The move, which was backed by Uber Technologies Inc. UBER,
Lift Inc. LIFT,
DoorDash Inc. DASH,
+ 2.48%
and Instacart, promised some new benefits to application-based drivers and delivery workers, but would allow them to continue to classify these workers as independent contractors and not as employees. Companies were successful in passing a similar version of the election measure in California in 2020, but are currently appealing a court ruling that finds this law unconstitutional.

The Supreme Court found that the proposed measure, of which there are two versions, violates the requirement that the measures deal with related or mutually dependent matters.

“We conclude that the petitions contain at least two substantially different policy decisions, one of which is buried in obscure language at the end of the petitions,” Judge Scott Kafker wrote in the ruling, adding that certification of the measure state attorney general was therefore “by mistake.”

Opponents of the proposed measure, which include driver groups, civil rights organizations, consumer advocates and others, had lined up to fight the proposal from last year, saying they wanted to prevent a repeat of what it happened in California, where companies spent more. more than $ 200 million to approve its election measure. It is estimated that there are more than 100,000 application-based concert workers in Massachusetts.

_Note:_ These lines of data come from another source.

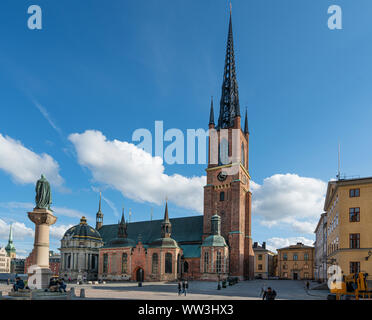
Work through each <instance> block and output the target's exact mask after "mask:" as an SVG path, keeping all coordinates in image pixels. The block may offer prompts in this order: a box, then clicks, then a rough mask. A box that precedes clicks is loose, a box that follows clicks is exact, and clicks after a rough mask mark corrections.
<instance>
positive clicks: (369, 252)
mask: <svg viewBox="0 0 372 320" xmlns="http://www.w3.org/2000/svg"><path fill="white" fill-rule="evenodd" d="M370 256H372V251H371V250H369V251H368V256H367V257H365V259H366V261H368V259H369V258H370Z"/></svg>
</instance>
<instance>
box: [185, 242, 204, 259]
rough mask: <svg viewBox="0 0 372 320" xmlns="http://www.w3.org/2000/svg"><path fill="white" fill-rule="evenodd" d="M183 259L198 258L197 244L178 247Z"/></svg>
mask: <svg viewBox="0 0 372 320" xmlns="http://www.w3.org/2000/svg"><path fill="white" fill-rule="evenodd" d="M180 247H181V249H182V251H183V256H184V258H200V251H201V250H200V245H199V244H183V245H180Z"/></svg>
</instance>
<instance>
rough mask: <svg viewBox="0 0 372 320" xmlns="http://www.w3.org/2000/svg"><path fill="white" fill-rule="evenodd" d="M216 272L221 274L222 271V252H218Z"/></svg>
mask: <svg viewBox="0 0 372 320" xmlns="http://www.w3.org/2000/svg"><path fill="white" fill-rule="evenodd" d="M216 271H217V273H220V272H221V271H222V258H221V252H217V260H216Z"/></svg>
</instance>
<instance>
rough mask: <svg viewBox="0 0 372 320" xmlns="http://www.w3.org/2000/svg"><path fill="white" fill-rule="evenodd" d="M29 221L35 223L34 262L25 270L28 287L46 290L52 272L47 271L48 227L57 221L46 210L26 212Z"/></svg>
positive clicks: (48, 242)
mask: <svg viewBox="0 0 372 320" xmlns="http://www.w3.org/2000/svg"><path fill="white" fill-rule="evenodd" d="M28 217H29V219H30V220H31V221H32V222H33V223H35V241H34V253H35V256H34V261H33V265H32V266H31V267H30V268H29V269H28V270H27V272H28V275H29V278H28V285H29V287H30V288H31V289H45V288H48V285H49V279H50V277H51V275H52V271H51V270H50V269H49V226H51V225H53V224H54V223H56V221H57V217H55V216H54V215H53V213H52V212H51V211H49V210H47V209H37V208H35V209H34V210H33V211H32V212H28Z"/></svg>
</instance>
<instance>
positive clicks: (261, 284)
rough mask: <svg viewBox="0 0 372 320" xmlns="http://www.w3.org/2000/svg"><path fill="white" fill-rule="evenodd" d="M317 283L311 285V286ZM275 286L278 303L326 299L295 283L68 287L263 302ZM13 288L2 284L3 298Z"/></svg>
mask: <svg viewBox="0 0 372 320" xmlns="http://www.w3.org/2000/svg"><path fill="white" fill-rule="evenodd" d="M313 285H314V286H315V284H312V286H313ZM263 286H265V287H266V288H267V287H269V286H270V287H272V288H273V289H274V290H276V292H277V294H278V295H277V300H326V298H327V295H328V291H327V290H309V291H307V290H306V289H305V282H303V281H292V280H254V281H241V282H239V283H237V284H235V285H233V286H227V288H223V289H221V290H217V283H216V282H201V281H190V282H189V292H188V293H187V296H186V297H185V296H183V295H182V296H178V289H177V283H169V282H144V283H143V286H142V287H138V284H137V283H134V282H124V283H106V284H99V285H88V284H84V285H77V284H68V287H67V289H68V290H69V288H71V287H75V293H76V295H77V297H79V295H80V289H81V288H84V289H85V295H86V299H130V300H132V299H136V300H235V299H245V300H260V299H262V298H260V293H261V290H262V287H263ZM10 288H11V286H7V285H4V284H0V290H1V291H2V292H3V295H7V293H8V291H9V290H10Z"/></svg>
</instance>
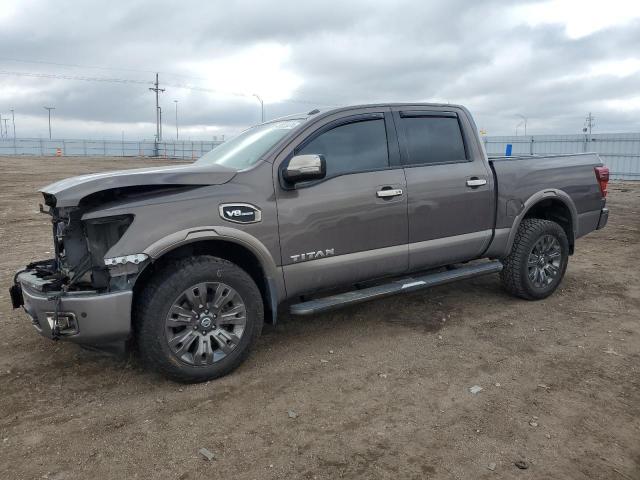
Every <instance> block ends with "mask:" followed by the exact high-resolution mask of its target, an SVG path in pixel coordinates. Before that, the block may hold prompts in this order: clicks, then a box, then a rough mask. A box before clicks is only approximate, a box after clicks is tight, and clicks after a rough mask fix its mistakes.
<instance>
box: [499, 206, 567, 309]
mask: <svg viewBox="0 0 640 480" xmlns="http://www.w3.org/2000/svg"><path fill="white" fill-rule="evenodd" d="M568 261H569V241H568V240H567V235H566V233H565V232H564V229H563V228H562V227H561V226H560V225H558V224H557V223H555V222H552V221H550V220H542V219H539V218H526V219H524V220H523V221H522V223H520V226H519V227H518V231H517V233H516V237H515V240H514V242H513V246H512V247H511V252H510V253H509V255H508V256H507V257H506V258H505V259H504V260H503V264H504V268H503V270H502V272H501V273H500V278H501V280H502V285H503V286H504V288H505V289H506V290H507V291H508V292H509V293H511V294H512V295H516V296H518V297H520V298H525V299H527V300H538V299H542V298H546V297H548V296H549V295H551V294H552V293H553V292H554V291H555V289H556V288H557V287H558V285H559V284H560V282H561V281H562V278H563V277H564V273H565V271H566V269H567V264H568Z"/></svg>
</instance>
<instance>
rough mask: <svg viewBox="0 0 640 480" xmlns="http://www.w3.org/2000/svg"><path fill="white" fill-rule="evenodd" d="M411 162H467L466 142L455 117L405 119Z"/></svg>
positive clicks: (410, 159)
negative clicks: (464, 147)
mask: <svg viewBox="0 0 640 480" xmlns="http://www.w3.org/2000/svg"><path fill="white" fill-rule="evenodd" d="M400 121H401V123H402V127H403V128H404V132H405V135H406V137H407V150H408V154H409V160H408V163H409V164H411V165H415V164H433V163H445V162H456V161H457V162H459V161H463V160H466V155H465V152H464V142H463V141H462V133H461V132H460V125H459V124H458V119H457V118H455V117H405V118H402V119H401V120H400Z"/></svg>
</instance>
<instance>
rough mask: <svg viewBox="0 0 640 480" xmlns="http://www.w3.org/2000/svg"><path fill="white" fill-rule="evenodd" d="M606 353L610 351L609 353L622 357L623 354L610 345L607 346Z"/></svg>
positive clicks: (605, 350)
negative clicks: (614, 349)
mask: <svg viewBox="0 0 640 480" xmlns="http://www.w3.org/2000/svg"><path fill="white" fill-rule="evenodd" d="M604 353H608V354H609V355H615V356H616V357H620V356H621V355H620V354H619V353H618V352H616V351H615V350H614V349H613V348H611V347H609V348H607V349H606V350H605V351H604Z"/></svg>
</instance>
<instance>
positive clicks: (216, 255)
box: [133, 227, 286, 324]
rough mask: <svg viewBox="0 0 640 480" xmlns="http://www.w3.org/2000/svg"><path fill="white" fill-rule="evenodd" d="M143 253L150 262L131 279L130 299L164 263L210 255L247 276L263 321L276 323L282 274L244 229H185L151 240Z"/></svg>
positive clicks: (157, 270)
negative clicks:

“Millions of Massachusetts drivers, passengers and taxpayers can rest assured knowing that this unconstitutional offer by Big Tech CEOs to manipulate Massachusetts law has been overturned by the Supreme Court,” said Wes McEnany, campaign manager of “Massachusetts is not for.” sale “, in a statement on Tuesday. “We commend the court for doing well on this issue and will remain vigilant and united in the face of any further attempts by Big Tech to reduce worker and consumer protection in Massachusetts or beyond.”

Uber, Lyft and DoorDash postponed comment to the concerted coalition, which released a statement saying opponents of the measure denied Massachusetts voters the right to intervene on the issue. Instacart has not returned any comment requests.

“The future of these services and the drivers who earn with them is now in jeopardy, and we expect the legislature to be on the side of 80% of drivers who want flexibility and remain independent contractors while having access to new benefits,” he said. said a spokesman for the coalition of companies in a statement. The coalition has often cited industry-backed surveys that say most application-based workers prefer to be independent contractors.

See: From the treatment of gig workers to tip transparency, the application-based economy could see key changes in 2022

Concert companies are waging different types of battles in different places over the classification of workers, pay and profits. In April, Uber and Lyft achieved their first statewide legislative victory in Washington state, where they achieved a different category of workers for their drivers that does not reach the classification of employees. In May, Seattle passed a minimum wage ordinance for delivery drivers and other concert workers. Uber, DoorDash and Instacart opposed the ordinance.